# Wiring diagram for a South Bend 9A



## cwleveck (Jan 3, 2018)

Anybody familiar with this motor it's got four wires coming off of it...
When I originally got it it worked fine.
But looking at the condition of the wiring I decided to replace it up to the drum switch.
The drum switch was kind of a mess, I don't think I changed anything but for a short time I kept the lathe in a friend's garage and he said something about "getting the motor working".
I never did find out what you meant about that all I know is that if I run it in reverse it works fine but if I try and run it in forward it instantly pops the circuit breaker...
What I'd like to know is a quick and or easy(ish) way to test just using the four Motors off the motor to see whether or not it's working and then work my way forward to the drum switch if I can get a wiring diagram.
Any help in this would be greatly appreciated and beer worthy.
I live in Oregon I got access to some pretty good beers...
Christopher


----------



## LucknowKen (Jan 3, 2018)

cwleveck said:


> What I'd like to know is a quick and or easy(ish) way to test just using the four Motors off the motor to see whether or not it's working and then work my way forward to the drum switch if I can get a wiring diagram.
> Christopher


https://www.hobby-machinist.com/resources/atlas-double-switch-10-12-r1-rev3-pdf.2485/
This schematic is from atlas.

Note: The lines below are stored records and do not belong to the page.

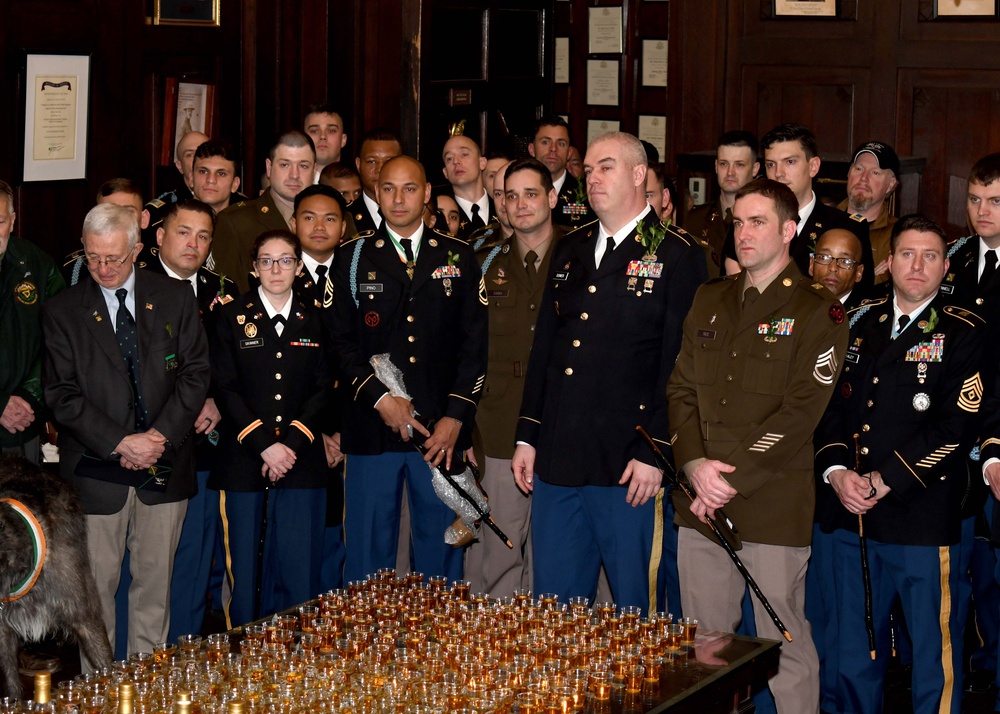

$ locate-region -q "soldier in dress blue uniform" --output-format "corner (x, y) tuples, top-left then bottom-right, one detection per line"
(815, 215), (986, 714)
(513, 132), (707, 612)
(528, 116), (596, 230)
(328, 155), (488, 583)
(209, 229), (333, 628)
(141, 199), (237, 640)
(350, 129), (402, 238)
(947, 152), (1000, 701)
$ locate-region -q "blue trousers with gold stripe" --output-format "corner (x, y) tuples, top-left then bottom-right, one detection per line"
(219, 488), (325, 629)
(531, 479), (660, 612)
(831, 530), (964, 714)
(343, 452), (463, 584)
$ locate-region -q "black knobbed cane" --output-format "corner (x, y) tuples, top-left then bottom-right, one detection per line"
(636, 425), (792, 642)
(855, 433), (877, 660)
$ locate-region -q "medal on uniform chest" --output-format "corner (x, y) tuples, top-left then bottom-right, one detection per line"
(443, 278), (453, 297)
(917, 362), (928, 384)
(913, 392), (931, 412)
(627, 277), (637, 291)
(643, 279), (654, 294)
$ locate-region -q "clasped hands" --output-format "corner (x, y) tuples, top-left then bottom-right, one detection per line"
(829, 468), (890, 515)
(376, 395), (459, 469)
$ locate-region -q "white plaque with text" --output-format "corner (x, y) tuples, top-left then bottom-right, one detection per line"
(588, 7), (624, 54)
(587, 60), (620, 106)
(642, 40), (668, 87)
(638, 116), (667, 160)
(555, 38), (570, 84)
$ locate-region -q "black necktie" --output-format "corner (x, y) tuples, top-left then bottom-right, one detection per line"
(525, 250), (538, 280)
(894, 314), (910, 339)
(982, 250), (998, 284)
(314, 265), (333, 308)
(598, 235), (615, 268)
(471, 204), (485, 229)
(115, 289), (146, 430)
(400, 238), (415, 279)
(743, 286), (760, 306)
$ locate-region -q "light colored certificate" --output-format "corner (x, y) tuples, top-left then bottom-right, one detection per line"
(774, 0), (836, 17)
(587, 60), (620, 106)
(638, 116), (666, 160)
(33, 75), (77, 161)
(588, 7), (623, 54)
(555, 38), (570, 84)
(587, 119), (621, 145)
(642, 40), (668, 87)
(23, 54), (90, 182)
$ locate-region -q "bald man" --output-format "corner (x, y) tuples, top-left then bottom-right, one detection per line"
(328, 155), (488, 582)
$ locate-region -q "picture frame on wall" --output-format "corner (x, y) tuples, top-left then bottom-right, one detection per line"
(21, 52), (91, 182)
(774, 0), (837, 17)
(160, 78), (216, 165)
(934, 0), (998, 16)
(153, 0), (221, 26)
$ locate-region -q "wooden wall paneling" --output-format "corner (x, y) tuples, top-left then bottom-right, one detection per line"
(668, 0), (730, 169)
(740, 66), (870, 156)
(897, 68), (1000, 235)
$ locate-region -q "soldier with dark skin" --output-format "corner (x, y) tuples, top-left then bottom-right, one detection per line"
(328, 155), (487, 583)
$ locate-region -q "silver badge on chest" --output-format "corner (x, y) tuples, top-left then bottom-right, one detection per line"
(912, 392), (931, 412)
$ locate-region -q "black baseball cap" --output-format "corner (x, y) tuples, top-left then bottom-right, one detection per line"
(851, 141), (900, 176)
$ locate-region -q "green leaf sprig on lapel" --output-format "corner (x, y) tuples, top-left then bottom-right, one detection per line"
(922, 307), (939, 333)
(447, 250), (461, 267)
(637, 219), (667, 261)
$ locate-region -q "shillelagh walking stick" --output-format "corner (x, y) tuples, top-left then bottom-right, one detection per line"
(855, 433), (877, 659)
(636, 425), (792, 642)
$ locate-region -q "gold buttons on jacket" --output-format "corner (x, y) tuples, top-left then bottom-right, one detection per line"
(860, 447), (869, 455)
(275, 394), (282, 401)
(565, 368), (574, 376)
(276, 352), (282, 359)
(572, 340), (581, 347)
(867, 400), (874, 407)
(580, 312), (589, 320)
(719, 398), (727, 405)
(730, 351), (738, 358)
(862, 424), (870, 432)
(725, 375), (733, 382)
(409, 356), (417, 363)
(408, 336), (415, 343)
(275, 415), (282, 422)
(872, 377), (879, 384)
(588, 285), (596, 293)
(407, 315), (415, 323)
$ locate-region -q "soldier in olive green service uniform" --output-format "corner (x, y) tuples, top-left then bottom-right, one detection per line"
(667, 179), (848, 714)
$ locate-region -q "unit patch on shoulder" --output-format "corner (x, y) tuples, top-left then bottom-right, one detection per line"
(829, 303), (845, 324)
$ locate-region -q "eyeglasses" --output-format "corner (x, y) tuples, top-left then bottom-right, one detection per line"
(813, 254), (859, 270)
(256, 256), (298, 270)
(85, 245), (136, 269)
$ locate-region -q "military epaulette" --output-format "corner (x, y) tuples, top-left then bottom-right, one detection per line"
(228, 200), (247, 210)
(705, 274), (733, 284)
(853, 296), (889, 311)
(147, 198), (166, 209)
(62, 249), (84, 266)
(343, 230), (374, 246)
(664, 223), (695, 247)
(563, 218), (601, 239)
(946, 235), (973, 259)
(150, 247), (161, 257)
(943, 305), (984, 326)
(434, 228), (469, 244)
(155, 189), (178, 202)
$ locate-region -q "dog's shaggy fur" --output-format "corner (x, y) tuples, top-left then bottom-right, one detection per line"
(0, 455), (112, 698)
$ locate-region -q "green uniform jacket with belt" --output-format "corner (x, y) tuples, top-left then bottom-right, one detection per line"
(211, 189), (289, 294)
(1, 236), (66, 448)
(475, 232), (560, 459)
(667, 261), (848, 546)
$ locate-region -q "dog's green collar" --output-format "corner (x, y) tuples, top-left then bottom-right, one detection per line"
(1, 497), (47, 602)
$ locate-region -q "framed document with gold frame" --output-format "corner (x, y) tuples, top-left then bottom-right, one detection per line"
(154, 0), (221, 26)
(21, 52), (90, 182)
(774, 0), (837, 16)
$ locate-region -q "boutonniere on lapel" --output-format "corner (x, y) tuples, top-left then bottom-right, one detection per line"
(563, 181), (589, 217)
(918, 307), (939, 333)
(208, 273), (234, 311)
(757, 316), (795, 343)
(447, 250), (461, 267)
(165, 321), (174, 339)
(626, 219), (666, 295)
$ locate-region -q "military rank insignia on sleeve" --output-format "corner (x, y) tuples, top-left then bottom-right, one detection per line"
(958, 373), (983, 413)
(813, 346), (839, 386)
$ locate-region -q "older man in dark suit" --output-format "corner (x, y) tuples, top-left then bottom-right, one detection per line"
(43, 203), (210, 666)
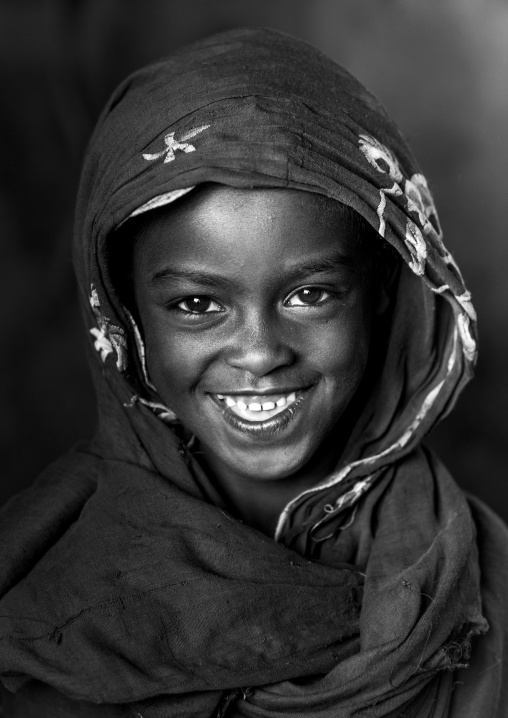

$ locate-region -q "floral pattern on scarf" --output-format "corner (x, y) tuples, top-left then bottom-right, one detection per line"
(89, 286), (127, 371)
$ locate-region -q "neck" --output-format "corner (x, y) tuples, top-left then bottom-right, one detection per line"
(196, 431), (343, 537)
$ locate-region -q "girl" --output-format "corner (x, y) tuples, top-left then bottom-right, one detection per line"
(1, 27), (507, 718)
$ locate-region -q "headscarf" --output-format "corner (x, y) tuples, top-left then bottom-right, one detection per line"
(1, 27), (508, 718)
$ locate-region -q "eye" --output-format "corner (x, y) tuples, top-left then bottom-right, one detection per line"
(285, 287), (331, 307)
(176, 296), (223, 314)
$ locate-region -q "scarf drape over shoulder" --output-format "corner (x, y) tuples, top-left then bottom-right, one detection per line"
(1, 27), (508, 718)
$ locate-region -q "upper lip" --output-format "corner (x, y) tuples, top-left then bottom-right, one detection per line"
(208, 386), (312, 396)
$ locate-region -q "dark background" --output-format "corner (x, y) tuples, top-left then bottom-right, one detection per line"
(1, 0), (507, 519)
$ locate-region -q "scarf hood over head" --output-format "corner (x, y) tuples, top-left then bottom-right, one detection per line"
(80, 26), (477, 526)
(2, 27), (507, 718)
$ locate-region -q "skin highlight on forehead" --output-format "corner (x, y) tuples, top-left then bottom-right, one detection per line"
(136, 185), (373, 276)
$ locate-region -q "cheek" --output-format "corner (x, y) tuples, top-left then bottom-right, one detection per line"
(312, 305), (372, 389)
(144, 323), (211, 406)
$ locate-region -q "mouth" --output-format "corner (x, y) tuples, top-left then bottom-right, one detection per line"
(208, 388), (313, 436)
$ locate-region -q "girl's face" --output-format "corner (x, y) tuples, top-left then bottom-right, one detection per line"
(133, 186), (375, 484)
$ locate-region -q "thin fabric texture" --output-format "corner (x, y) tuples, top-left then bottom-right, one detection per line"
(1, 27), (508, 718)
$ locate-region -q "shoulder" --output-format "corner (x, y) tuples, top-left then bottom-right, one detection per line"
(467, 493), (508, 613)
(0, 445), (98, 597)
(449, 494), (508, 718)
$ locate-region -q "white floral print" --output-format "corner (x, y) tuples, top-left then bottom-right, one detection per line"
(404, 173), (442, 238)
(143, 125), (210, 164)
(359, 134), (436, 276)
(357, 133), (476, 365)
(90, 326), (114, 362)
(359, 134), (403, 182)
(89, 286), (127, 371)
(457, 313), (477, 362)
(404, 220), (428, 276)
(374, 183), (403, 238)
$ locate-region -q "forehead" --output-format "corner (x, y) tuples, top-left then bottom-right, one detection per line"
(132, 185), (368, 273)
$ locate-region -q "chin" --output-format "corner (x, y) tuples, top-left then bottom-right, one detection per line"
(221, 442), (319, 483)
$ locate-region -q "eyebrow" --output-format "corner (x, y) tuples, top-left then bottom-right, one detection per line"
(289, 252), (355, 280)
(150, 250), (355, 288)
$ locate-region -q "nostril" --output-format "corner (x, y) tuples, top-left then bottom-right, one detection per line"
(225, 340), (295, 376)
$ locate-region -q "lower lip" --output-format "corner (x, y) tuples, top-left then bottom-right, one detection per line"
(208, 389), (313, 438)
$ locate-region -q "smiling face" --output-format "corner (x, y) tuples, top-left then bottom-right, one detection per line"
(132, 185), (378, 491)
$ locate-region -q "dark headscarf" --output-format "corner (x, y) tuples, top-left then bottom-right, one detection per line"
(1, 27), (507, 718)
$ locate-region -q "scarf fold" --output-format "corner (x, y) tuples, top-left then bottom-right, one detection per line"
(0, 446), (498, 717)
(1, 27), (507, 718)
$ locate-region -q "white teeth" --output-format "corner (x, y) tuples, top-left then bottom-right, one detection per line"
(216, 391), (301, 420)
(262, 401), (276, 410)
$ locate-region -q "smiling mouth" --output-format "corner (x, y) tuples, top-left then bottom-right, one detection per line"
(209, 388), (312, 436)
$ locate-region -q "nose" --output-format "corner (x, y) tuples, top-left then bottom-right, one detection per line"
(224, 312), (295, 377)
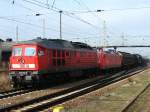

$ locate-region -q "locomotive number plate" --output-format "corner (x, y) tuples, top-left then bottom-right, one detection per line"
(20, 64), (25, 68)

There is a few threads on THM that show the wiring process for Southbend.
Is your drum switch made by Furnas?


----------



## markba633csi (Jan 3, 2018)

Hi Chris, If you can post some close up pictures of the drum switch and motor we can help you get it rewired
Mark S.
ps there are many threads here concerning motor and switch wiring you might want to look at some of them
pss If the reverse mode works then we can use that info to get the forward mode working.


----------



## markba633csi (Jan 3, 2018)

Mark the wiring with some masking tape labels so you have a reference point- try not to disconnect anything yet- keep track of how it's
wired now because it may be useful later


----------